Cost Of Living

"Charge your batteries! Power for sale! New Boston panels! 100% reliable! Power here! No credit, tokens only! Power for sale!"

I walk through the North-3 market, calling out the usual patter of the power salesman. Of course, I'm luckier than most - I can proudly show off the "28" that starts all the serial numbers etched onto my power panel frames. Proof positive they are all of genuine New Boston manufacture. Not every seller can do so quite as confidently. There's a flourishing trade in forging a 28 serial number, and chances are 50 to 1 a power panel claimed as New Boston make, is nothing of the kind.

Back when power salvage was just Frank's hobby, that sort of thing used to make me furious. But now, well. . . it's just people trying to survive, isn't it?

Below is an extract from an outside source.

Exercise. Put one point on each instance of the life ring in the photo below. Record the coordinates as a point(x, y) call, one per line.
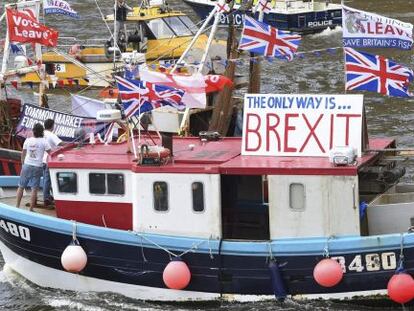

Who am I to say they can't, or shouldn't?

In any case, I have a modest reputation in the field of power-vending now, and when I say I've got a New Boston panel, I mean it.

This early in the morning, most of my customers are working men and women looking to charge their hot-water kettles, and school-age children who need a quick-charge for their info-screens. Two or three Patrolmen stop me too, charging their Stunblaster pistols and making small talk. There is no one for gossip quite like a patrol-officer on their morning round. The byword is that if you punch a Patrolman in the nose, he has to go find someone to tell all about it before he can arrest you. A ridiculous exaggeration, of course, but they're all so amiable with me, I can almost believe it this morning.

I'm down to my final two panels for the day, when a small crowd of pale, ragged figures approach me.

Core-huggers. Homeless casualties of the war - just like me - only they are from the Lower Townships, and they scrounge a living begging and doing odd-jobs near the Core. North-3 market is several levels down, so seeing them here is not drastically unusual, but it's still a sight I don't often witness. They have washed-out, colourless bodies, dressed in drab-grey, patched clothing; their heads are covered with lank, bean-husk coloured hair; and their faces are set with pale, joyless eyes. They speak in the soft, mumbling dialect of the Core, and this group in particular murmurs in it quite unintelligibly until they apparently select a representative. He sidles over next to me and points at my power panels. I nod, and lift one up to a nearby empty market-table. He hands me a heaped palmful of tenth-, fifth- and half-liter tokens, and proceeds to charge up a seemingly endless supply of hand-torches.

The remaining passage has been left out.